Far be it from me to deny my dame anything. I put my foot into her paws, and she launched me like a grenade across the diner. I landed with a thud right in the middle of the human's table and hissed at the man like I had rabies.
His eyes grew huge, and he fell backwards in his chair, hitting the ground like a sack of potatoes. He crawled out of the diner on all fours whimpering like a loser.
However, his wallet didn't make it. It was now safely in my possession thanks to my brilliant broad. Normally, I didn't like to share my loot, but this time was different. Poutine could have the whole f-in' take. That was how much I loved her.
"Oh my Goddess," Wanda choked out, crying she was laughing so hard. "You've earned yourselves a cheesecake every day for the rest of your lives. Thank you. I wasn't sure what to do."
"Our pleasure, dollface," I said, checking on Annie Surely and Blythe who were healing slowly. It was a good thing Zelda was on the way. She could wanker the dames right back to perfection.
"What's all the noise aboot, eh?" Sassy asked, running out of the kitchen with Jeeves right behind her.

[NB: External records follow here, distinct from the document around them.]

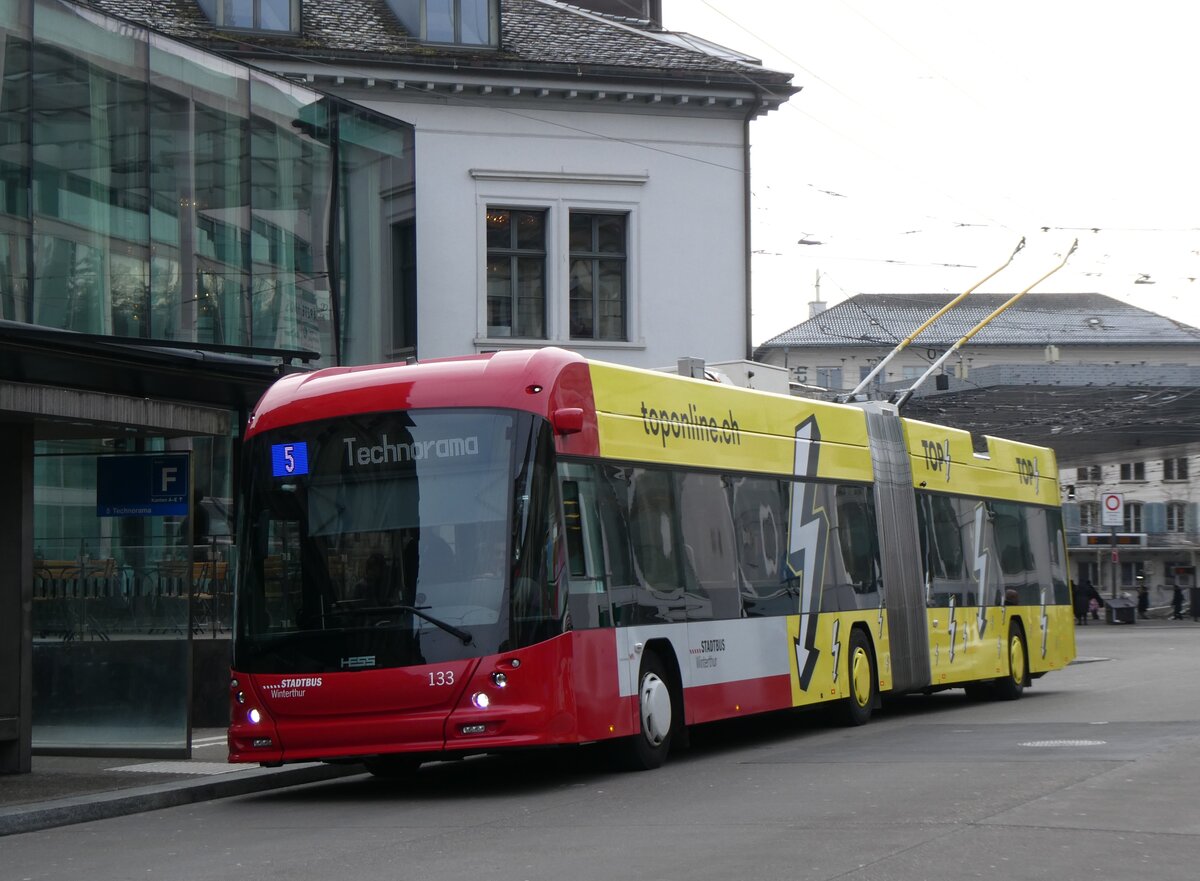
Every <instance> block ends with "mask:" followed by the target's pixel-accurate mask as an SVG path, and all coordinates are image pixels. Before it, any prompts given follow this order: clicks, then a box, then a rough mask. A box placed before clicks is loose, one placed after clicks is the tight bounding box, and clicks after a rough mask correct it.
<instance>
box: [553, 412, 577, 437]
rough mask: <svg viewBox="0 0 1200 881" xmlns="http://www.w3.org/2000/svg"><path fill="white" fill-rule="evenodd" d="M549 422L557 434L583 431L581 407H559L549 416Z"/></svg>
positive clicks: (562, 433) (568, 433)
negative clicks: (549, 416) (555, 431)
mask: <svg viewBox="0 0 1200 881" xmlns="http://www.w3.org/2000/svg"><path fill="white" fill-rule="evenodd" d="M551 424H552V425H553V426H554V431H557V432H558V433H559V434H575V433H576V432H580V431H583V409H582V408H581V407H559V408H558V409H557V410H554V414H553V415H552V416H551Z"/></svg>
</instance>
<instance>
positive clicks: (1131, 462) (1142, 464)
mask: <svg viewBox="0 0 1200 881" xmlns="http://www.w3.org/2000/svg"><path fill="white" fill-rule="evenodd" d="M1121 479H1122V480H1145V479H1146V463H1145V462H1122V463H1121Z"/></svg>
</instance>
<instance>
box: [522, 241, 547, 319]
mask: <svg viewBox="0 0 1200 881" xmlns="http://www.w3.org/2000/svg"><path fill="white" fill-rule="evenodd" d="M517 275H518V278H517V284H518V287H517V298H518V299H517V310H518V314H517V326H518V336H526V337H532V338H541V337H544V336H545V335H546V283H545V275H546V272H545V264H544V263H542V262H541V260H535V259H527V258H522V259H521V260H518V264H517Z"/></svg>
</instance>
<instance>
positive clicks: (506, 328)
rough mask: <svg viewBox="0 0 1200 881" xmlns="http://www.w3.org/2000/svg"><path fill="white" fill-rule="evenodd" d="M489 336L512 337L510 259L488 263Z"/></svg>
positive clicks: (488, 321)
mask: <svg viewBox="0 0 1200 881" xmlns="http://www.w3.org/2000/svg"><path fill="white" fill-rule="evenodd" d="M487 335H488V336H511V335H512V269H511V260H510V259H509V258H508V257H502V258H499V259H491V260H488V262H487Z"/></svg>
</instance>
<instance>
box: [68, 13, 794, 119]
mask: <svg viewBox="0 0 1200 881" xmlns="http://www.w3.org/2000/svg"><path fill="white" fill-rule="evenodd" d="M77 2H79V4H80V5H84V6H91V7H92V8H96V10H98V11H101V12H103V13H106V14H109V16H115V17H118V18H124V19H128V20H132V22H137V23H139V24H143V25H145V26H148V28H151V29H154V30H156V31H160V32H162V34H166V35H168V36H173V37H178V38H180V40H185V41H188V42H193V43H199V44H203V46H205V47H206V48H212V49H222V50H226V52H233V53H238V54H247V55H256V54H263V53H264V52H269V53H271V54H277V53H284V54H294V55H298V56H319V58H324V59H330V58H337V59H340V60H347V61H362V62H372V61H388V62H392V64H404V62H420V64H430V62H437V61H438V60H451V59H452V60H454V61H455V64H458V65H462V66H467V67H472V66H480V67H487V66H503V67H510V68H511V67H517V68H528V70H534V71H536V70H546V68H554V67H577V68H581V72H582V73H584V74H587V73H589V72H593V73H594V72H598V71H600V70H602V71H608V72H611V71H617V72H622V73H625V74H628V76H635V77H636V76H647V77H664V76H670V77H672V78H683V79H688V78H703V79H704V80H706V82H708V80H712V79H713V78H714V77H715V78H718V79H719V80H724V82H726V83H742V84H746V85H749V84H750V83H751V82H752V83H756V84H758V85H770V86H773V88H774V90H775V91H778V92H780V94H781V96H784V97H786V95H787V94H790V92H791V91H792V89H791V86H788V85H787V84H788V82H790V80H791V74H790V73H782V72H779V71H769V70H764V68H762V67H760V66H757V65H751V64H746V62H742V61H737V60H731V59H727V58H718V56H716V55H714V54H710V53H708V52H704V50H703V49H702V48H701V47H700V44H697V46H696V47H695V48H692V47H690V46H689V44H686V41H683V40H679V38H676V40H664V38H661V36H656V34H659V31H656V30H655V28H653V26H652V25H649V23H647V22H641V20H637V19H625V18H618V17H614V16H604V14H600V13H596V12H589V11H586V10H581V8H577V7H574V6H570V5H568V4H565V2H558V1H557V0H502V2H500V49H499V50H496V49H479V48H472V47H446V46H430V44H421V43H418V42H416V41H414V40H413V38H412V37H410V36H409V34H408V32H407V31H406V30H404V28H403V26H402V25H401V23H400V22H398V20H397V19H396V17H395V16H394V14H392V13H391V11H390V10H389V8H388V4H386V2H385V0H304V2H302V4H301V34H300V35H289V34H260V32H259V34H248V32H245V31H238V32H228V31H221V30H218V29H216V28H215V26H214V25H212V24H211V23H210V22H209V20H208V18H206V17H205V16H204V13H203V12H202V11H200V8H199V5H198V4H197V2H196V0H77ZM589 68H592V70H589Z"/></svg>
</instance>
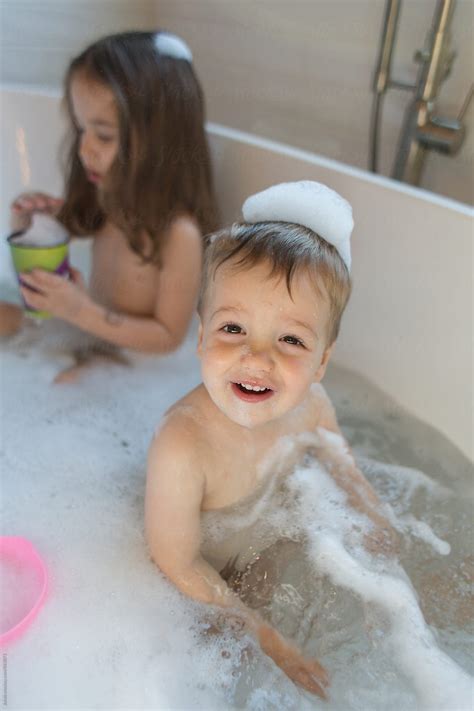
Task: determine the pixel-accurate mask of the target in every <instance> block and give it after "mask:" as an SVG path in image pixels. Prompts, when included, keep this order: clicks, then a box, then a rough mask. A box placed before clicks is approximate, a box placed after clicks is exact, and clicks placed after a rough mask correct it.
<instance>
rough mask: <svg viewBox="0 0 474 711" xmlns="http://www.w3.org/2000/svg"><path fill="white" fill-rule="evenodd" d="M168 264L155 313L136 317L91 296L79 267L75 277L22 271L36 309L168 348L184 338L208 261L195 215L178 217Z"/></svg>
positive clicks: (64, 317)
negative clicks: (203, 252) (82, 275)
mask: <svg viewBox="0 0 474 711" xmlns="http://www.w3.org/2000/svg"><path fill="white" fill-rule="evenodd" d="M162 260H163V269H162V272H161V275H160V280H159V286H158V289H157V293H156V297H155V308H154V313H153V315H152V316H149V317H146V316H133V315H128V314H126V313H120V312H116V311H114V310H111V309H108V308H106V307H104V306H102V305H100V304H98V303H96V302H95V301H93V299H92V298H91V296H90V295H89V294H88V292H87V290H86V287H85V284H84V282H83V281H82V279H81V278H80V275H79V273H78V272H75V271H73V272H72V281H67V280H65V279H62V278H61V277H58V276H57V275H55V274H50V273H48V272H45V271H42V270H38V271H36V270H33V272H31V273H29V274H25V275H22V281H24V282H25V284H26V285H27V286H30V287H33V288H34V289H37V290H39V292H40V293H34V292H31V291H30V290H28V289H25V290H24V293H23V295H24V297H25V298H26V300H27V301H28V303H29V304H30V305H31V306H32V307H33V308H38V309H41V310H44V311H48V312H49V313H51V314H52V315H53V316H56V317H58V318H61V319H63V320H65V321H68V322H69V323H72V324H73V325H75V326H77V327H78V328H80V329H82V330H83V331H87V332H88V333H92V334H93V335H95V336H97V337H98V338H102V339H104V340H106V341H109V342H110V343H114V344H115V345H117V346H121V347H124V348H133V349H135V350H139V351H144V352H150V353H164V352H167V351H172V350H174V349H175V348H177V347H178V346H179V344H180V343H181V341H182V340H183V338H184V336H185V334H186V331H187V328H188V325H189V321H190V319H191V316H192V314H193V310H194V308H195V304H196V296H197V292H198V289H199V281H200V276H201V260H202V237H201V233H200V231H199V229H198V228H197V226H196V225H194V223H193V222H191V220H177V221H176V222H175V223H174V225H173V227H172V228H171V230H170V234H169V237H168V239H167V242H166V244H165V247H164V249H163V254H162Z"/></svg>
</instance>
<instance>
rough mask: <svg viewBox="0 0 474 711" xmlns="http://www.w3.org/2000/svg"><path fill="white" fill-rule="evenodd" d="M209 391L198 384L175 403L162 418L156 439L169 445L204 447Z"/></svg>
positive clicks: (191, 447) (155, 435)
mask: <svg viewBox="0 0 474 711" xmlns="http://www.w3.org/2000/svg"><path fill="white" fill-rule="evenodd" d="M207 397H209V396H208V395H207V391H206V390H205V388H204V386H203V385H198V386H197V387H196V388H194V390H191V391H190V392H189V393H187V395H185V396H184V397H182V398H181V399H180V400H178V401H177V402H175V403H174V405H172V406H171V407H170V408H169V410H167V412H166V413H165V415H164V417H163V419H162V420H161V422H160V424H159V426H158V428H157V431H156V433H155V439H156V438H158V439H159V440H160V441H161V442H166V443H167V444H169V446H180V445H181V446H184V447H186V448H192V449H197V448H202V447H203V446H205V443H206V440H207V430H206V426H205V423H206V419H207V407H206V405H207V403H206V398H207Z"/></svg>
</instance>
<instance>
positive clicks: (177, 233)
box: [163, 215, 203, 257]
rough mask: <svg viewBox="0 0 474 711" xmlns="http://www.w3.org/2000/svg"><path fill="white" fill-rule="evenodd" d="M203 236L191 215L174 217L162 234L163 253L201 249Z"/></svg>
mask: <svg viewBox="0 0 474 711" xmlns="http://www.w3.org/2000/svg"><path fill="white" fill-rule="evenodd" d="M202 244H203V237H202V232H201V229H200V227H199V225H198V223H197V221H196V220H195V219H194V218H193V217H192V216H191V215H179V216H178V217H175V218H174V220H173V221H172V222H171V224H170V226H169V227H168V229H167V231H166V233H165V234H164V236H163V255H164V257H166V254H167V253H168V252H170V253H174V252H175V251H176V250H187V249H190V248H196V247H198V248H199V249H202Z"/></svg>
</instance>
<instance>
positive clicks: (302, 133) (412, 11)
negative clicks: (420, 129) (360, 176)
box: [156, 0, 474, 202]
mask: <svg viewBox="0 0 474 711" xmlns="http://www.w3.org/2000/svg"><path fill="white" fill-rule="evenodd" d="M435 1H436V0H404V3H403V10H402V14H401V22H400V30H399V36H398V41H397V45H396V53H395V58H394V70H395V72H394V73H395V75H396V78H398V79H404V80H414V79H415V76H416V72H417V65H415V64H414V63H413V61H412V58H413V53H414V51H415V49H418V48H421V46H422V45H423V42H424V39H425V36H426V33H427V31H428V28H429V27H430V24H431V19H432V15H433V11H434V7H435ZM384 5H385V3H384V0H236V1H235V2H231V1H230V0H156V18H157V23H158V24H159V25H160V26H162V27H166V28H168V29H171V30H173V31H175V32H177V33H180V34H181V35H182V36H183V37H184V38H185V39H186V40H187V41H188V42H189V44H190V45H191V47H192V50H193V52H194V57H195V64H196V67H197V70H198V72H199V75H200V78H201V81H202V83H203V86H204V89H205V92H206V96H207V105H208V115H209V119H210V120H211V121H216V122H218V123H222V124H224V125H228V126H233V127H235V128H239V129H241V130H245V131H250V132H252V133H256V134H259V135H262V136H266V137H269V138H273V139H275V140H279V141H283V142H285V143H289V144H290V145H294V146H298V147H300V148H304V149H306V150H310V151H314V152H316V153H320V154H321V155H324V156H328V157H331V158H335V159H337V160H341V161H343V162H345V163H349V164H351V165H356V166H358V167H361V168H366V167H367V160H368V145H369V140H368V134H369V117H370V107H371V101H372V94H371V85H372V77H373V72H374V67H375V62H376V58H377V52H378V46H379V41H380V39H379V38H380V31H381V25H382V18H383V11H384ZM473 8H474V4H473V2H472V0H458V2H457V7H456V11H455V15H454V20H453V26H452V28H453V47H454V48H456V49H457V51H458V57H457V59H456V61H455V64H454V68H453V71H452V75H451V76H450V77H449V78H448V79H447V81H446V82H445V84H444V85H443V87H442V89H441V94H440V99H439V110H440V112H442V113H443V114H445V115H447V116H450V117H452V116H456V115H457V113H458V110H459V108H460V106H461V104H462V100H463V98H464V96H465V94H466V93H467V90H468V88H469V86H470V83H471V81H472V59H473V46H474V43H473ZM408 96H409V95H408V94H407V92H400V91H391V92H390V93H389V94H388V98H387V100H386V102H385V107H384V115H383V150H382V172H383V173H384V174H386V175H387V174H389V173H390V171H391V166H392V163H393V159H394V155H395V149H396V144H397V139H398V134H399V130H400V126H401V122H402V118H403V112H404V108H405V106H406V103H407V99H408ZM473 117H474V107H473V106H471V108H470V110H469V114H468V117H467V118H468V121H469V124H470V129H471V130H470V135H469V136H468V138H467V140H466V142H465V144H464V146H463V148H462V151H461V153H460V154H459V155H458V156H456V157H450V158H448V157H445V156H441V155H435V154H430V156H429V158H428V160H427V164H426V173H425V177H424V180H423V183H422V185H423V187H425V188H427V189H429V190H435V191H436V192H440V193H441V194H444V195H447V196H449V197H452V198H454V199H457V200H461V201H463V202H473V200H474V187H473V173H472V169H473V155H474V138H473V133H474V131H473V130H472V129H473V124H474V120H473Z"/></svg>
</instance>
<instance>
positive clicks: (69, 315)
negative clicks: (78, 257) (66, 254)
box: [20, 267, 90, 323]
mask: <svg viewBox="0 0 474 711" xmlns="http://www.w3.org/2000/svg"><path fill="white" fill-rule="evenodd" d="M70 276H71V279H65V278H64V277H62V276H59V275H58V274H52V273H51V272H46V271H44V270H43V269H33V270H32V271H31V272H28V273H23V274H20V279H21V283H22V284H24V286H22V287H20V288H21V293H22V295H23V298H24V299H25V301H26V302H27V304H28V306H31V307H32V308H34V309H38V310H39V311H48V312H49V313H50V314H51V315H52V316H56V318H60V319H63V321H69V322H70V323H75V322H76V321H77V318H78V316H79V313H80V312H81V311H82V309H83V308H84V307H87V304H88V303H89V302H90V297H89V295H88V293H87V289H86V285H85V283H84V279H83V277H82V274H81V273H80V272H79V271H78V270H77V269H73V268H72V267H71V268H70Z"/></svg>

Jeeves gagged. "And what's that smell?"
They were an excellent couple. Sassy was a hot blonde dame with nice hooters and Jeeves was a good-looking kangaroo Shifter. Although, his fashion sense was a little iffy. This evening the man was wearing lime green jockey breeches with a yellow tank top and purple converse tennis shoes. It didn't matter. He was the nicest fuckin' kangaroo in the Universe—never had an unkind word for anyone.
"I farted," Boba admitted with a grin as Annie Surely gazed at him with an expression of pride and adoration on her bloody mug.
"That was certainly some fart," Jeeves said with a chuckle. "You okay? You need some seltzer or a cracker to settle your stomach?"
"No, he doesn't," Wanda said, running her hands through her hair and sighing. "Boba's anal acoustics saved the day. There were humans in here."
Sassy and Jeeves froze and glanced around in shock.
"In here?" Sassy asked. "Inside the diner?"
Wanda nodded and began to pace. "Yes. It makes no sense. The town is glamoured to keep humans away. I mean, I thought it was."
Jeeves righted the chairs and got everyone a nice hot cup of tea.
"The history has been lost—no way of knowing how the town was protected," Jeeves said as he made sure everyone was comfortable then sat next to Sassy and held her close. "As the story goes, the historian who was keeping the books used the pages as sanitary paper."
"Youse are tellin' me some numbnuts wiped his ass with the sacred history of Assjacket?" I asked, pulling a Jeeves and putting my arm around Poutine. She hissed a little but didn't coldcock me. I considered it a win.
"History?" Poutine asked, thinking aloud. "Do you happen to know the name or species of the historian who wiped his ass with the past? This information might pertain to something the Goddess sent us here to do."
My gal was as hot and hairy as she was smart.
"I'm sorry I don't," Jeeves said, shaking his head. "It was before my time, but that's the rumor."
"What was before your time?" Zelda asked as she and Mac burst through the front door of the diner.
Zelda glanced around at all the blood, winced at the hairball then eyeballed the new cats in town. Her brow raised as she noticed that me and the boys had each staked our claim and were protecting them. Not that the dames needed protection. After what I saw tonight, I was pretty sure they could hand us our fat asses.
"Somebody start talking," Zelda said, pulling up a chair and joining the group. "Now."
"Humans was in town," I told her as her eyes grew wide. "And they came into the diner."
Zelda glanced up at Mac, who stood behind her with an expression of surprise and anger. "Mother humper," she muttered as her fingers began to spark. "We have a problem."